You ask whether for any subset $S \subseteq G$ with $\lvert S \rvert = \log_2 (\lvert G \rvert)$ we have that $S$ is a generating set. Note first that, if there exists a subset $S \subseteq G$ with $\lvert S \rvert = \log_2 (\lvert G \rvert)$, then we must have that $\lvert G \rvert = 2^k$ for some $k \in \mathbb{N}$. An example of such a group $G$ is $C_{2^k}$, the cyclic group with $2^k$ elements. If we let $a$ be a generator of $C_{2^k}$, then the subset $$ S = \lbrace 1, a^2, a^4, \ldots, a^{2k} \rbrace $$ will not generate $C_{2^k}$, even though $\lvert S \rvert = k$. Thus, your hypothesis is false. Even if we weaken the condition to $\lvert S \rvert > \log_2(\lvert G \rvert)$, most groups will not satisfy it.

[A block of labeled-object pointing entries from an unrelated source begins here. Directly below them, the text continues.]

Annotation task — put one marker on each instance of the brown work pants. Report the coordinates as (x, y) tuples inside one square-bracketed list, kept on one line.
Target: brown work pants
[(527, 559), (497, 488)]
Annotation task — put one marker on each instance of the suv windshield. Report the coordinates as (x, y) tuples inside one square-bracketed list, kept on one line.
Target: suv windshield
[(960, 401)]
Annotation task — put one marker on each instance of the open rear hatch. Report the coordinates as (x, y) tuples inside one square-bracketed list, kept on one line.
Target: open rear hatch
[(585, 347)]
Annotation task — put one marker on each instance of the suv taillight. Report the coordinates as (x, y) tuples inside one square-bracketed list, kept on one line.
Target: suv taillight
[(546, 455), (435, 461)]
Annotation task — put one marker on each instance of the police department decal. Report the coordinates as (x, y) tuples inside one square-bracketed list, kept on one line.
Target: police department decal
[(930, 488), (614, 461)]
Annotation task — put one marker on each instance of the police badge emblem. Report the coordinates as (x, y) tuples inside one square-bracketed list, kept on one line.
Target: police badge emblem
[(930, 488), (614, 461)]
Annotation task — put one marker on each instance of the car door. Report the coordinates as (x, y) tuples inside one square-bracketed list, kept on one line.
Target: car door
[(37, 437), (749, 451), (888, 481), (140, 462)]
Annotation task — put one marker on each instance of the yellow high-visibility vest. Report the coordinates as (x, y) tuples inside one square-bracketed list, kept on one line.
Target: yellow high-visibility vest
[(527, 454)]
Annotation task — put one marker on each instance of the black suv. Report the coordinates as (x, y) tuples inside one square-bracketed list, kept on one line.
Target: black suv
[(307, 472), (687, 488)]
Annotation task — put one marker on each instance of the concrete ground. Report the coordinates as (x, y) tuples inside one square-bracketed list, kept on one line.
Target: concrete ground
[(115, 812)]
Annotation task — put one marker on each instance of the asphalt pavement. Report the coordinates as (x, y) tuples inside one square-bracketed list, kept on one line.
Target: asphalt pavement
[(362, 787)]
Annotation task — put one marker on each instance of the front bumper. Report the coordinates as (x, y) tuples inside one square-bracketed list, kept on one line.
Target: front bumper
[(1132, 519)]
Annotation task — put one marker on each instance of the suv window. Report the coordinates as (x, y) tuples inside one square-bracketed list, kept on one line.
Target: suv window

For example, the group $S_n$ you mentioned has a $n!$ elements and a subgroup $S = A_n$ (the alternating group) with $n!/2$ elements, so $S$ does not generate $S_n$ even though $S$ already contains half of the elements of $S_n$. Of course, if a subset of a group $G$ contains over half of the elements of $G$, then it must generate $G$. (Do you see why?)

There do exist finite groups $G$ for which any subset with more then $\log_2(\lvert G \rvert)$ elements is generating. In fact, letting $C_p$ be the cyclic group with $p$ (prime) elements, then any subset with more than one element will generate $C_p$.